[RISCV] Add codegen support for ri.vinsert.v.x and ri.vextract.x.v (llvm#136708)

preames · IanWood1 · commit 0bdb85a613a5 · 2025-05-06T08:45:07.000-07:00
These instructions are included in XRivosVisni. They perform a scalar
insert into a vector (with a potentially non-zero index) and a scalar
extract from a vector (with a potentially non-zero index) respectively.
They're very analogous to vmv.s.x and vmv.x.s respectively.
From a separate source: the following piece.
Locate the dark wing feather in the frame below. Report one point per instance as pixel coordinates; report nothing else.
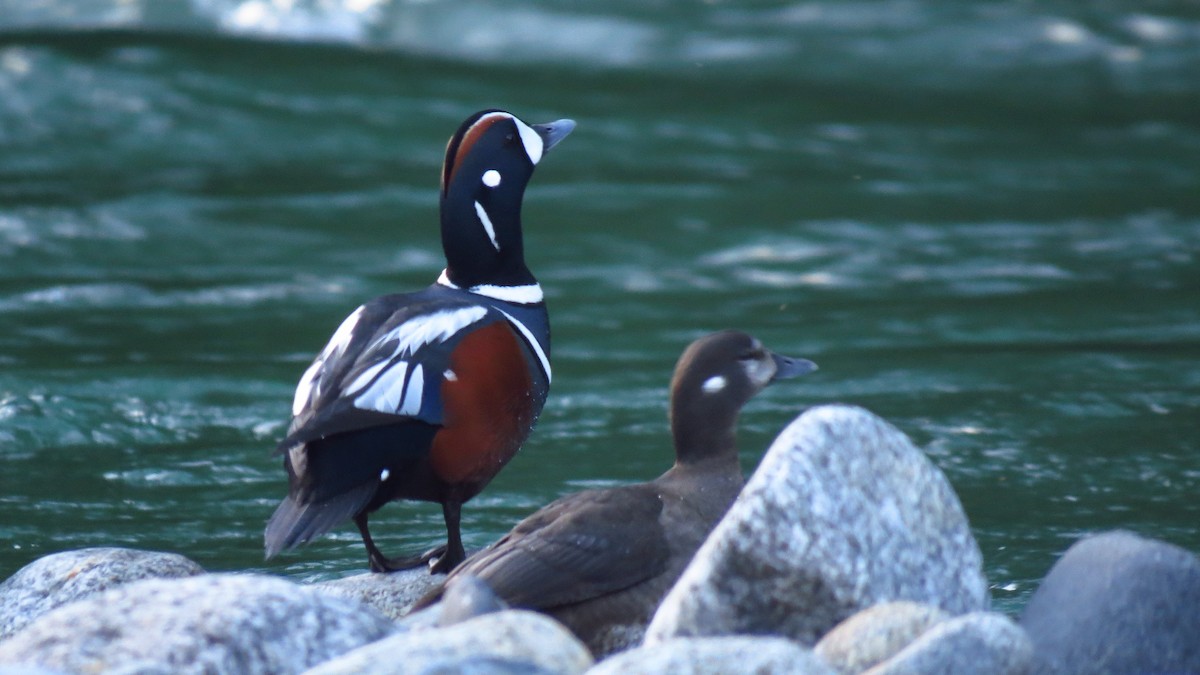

The instructions do have a couple restrictions:
1) Only constant indices are supported w/a uimm5 format.
2) There are no FP variants.

One important property of these instructions is that their throughput
and latency are expected to be LMUL independent.
diff --git a/llvm/lib/Target/RISCV/RISCVISelLowering.cpp b/llvm/lib/Target/RISCV/RISCVISelLowering.cpp
@@ -6963,7 +6963,7 @@ static bool hasPassthruOp(unsigned Opcode) {
          Opcode <= RISCVISD::LAST_STRICTFP_OPCODE &&
          "not a RISC-V target specific op");
   static_assert(
-      RISCVISD::LAST_VL_VECTOR_OP - RISCVISD::FIRST_VL_VECTOR_OP == 133 &&
+      RISCVISD::LAST_VL_VECTOR_OP - RISCVISD::FIRST_VL_VECTOR_OP == 134 &&
       RISCVISD::LAST_STRICTFP_OPCODE - RISCVISD::FIRST_STRICTFP_OPCODE == 21 &&
       "adding target specific op should update this function");
   if (Opcode >= RISCVISD::ADD_VL && Opcode <= RISCVISD::VFMAX_VL)
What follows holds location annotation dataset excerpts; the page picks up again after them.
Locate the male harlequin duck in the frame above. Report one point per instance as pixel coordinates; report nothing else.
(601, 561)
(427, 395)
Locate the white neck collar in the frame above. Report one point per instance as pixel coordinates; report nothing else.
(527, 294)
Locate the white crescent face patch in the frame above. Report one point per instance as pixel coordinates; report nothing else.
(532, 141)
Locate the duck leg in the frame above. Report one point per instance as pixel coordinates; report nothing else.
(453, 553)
@@ -6987,7 +6987,7 @@ static bool hasMaskOp(unsigned Opcode) {
          Opcode <= RISCVISD::LAST_STRICTFP_OPCODE &&
          "not a RISC-V target specific op");
   static_assert(
-      RISCVISD::LAST_VL_VECTOR_OP - RISCVISD::FIRST_VL_VECTOR_OP == 133 &&
+      RISCVISD::LAST_VL_VECTOR_OP - RISCVISD::FIRST_VL_VECTOR_OP == 134 &&
       RISCVISD::LAST_STRICTFP_OPCODE - RISCVISD::FIRST_STRICTFP_OPCODE == 21 &&
       "adding target specific op should update this function");
   if (Opcode >= RISCVISD::TRUNCATE_VECTOR_VL && Opcode <= RISCVISD::SETCC_VL)
@@ -9595,6 +9595,13 @@ getSmallestVTForIndex(MVT VecVT, unsigned MaxIdx, SDLoc DL, SelectionDAG &DAG,
   return SmallerVT;
 }
 
+static bool isValidVisniInsertExtractIndex(SDValue Idx) {
+  auto *IdxC = dyn_cast<ConstantSDNode>(Idx);
+  if (!IdxC || isNullConstant(Idx))
+    return false;
+  return isUInt<5>(IdxC->getZExtValue());
+}
+
 // Custom-legalize INSERT_VECTOR_ELT so that the value is inserted into the
 // first position of a vector, and that vector is slid up to the insert index.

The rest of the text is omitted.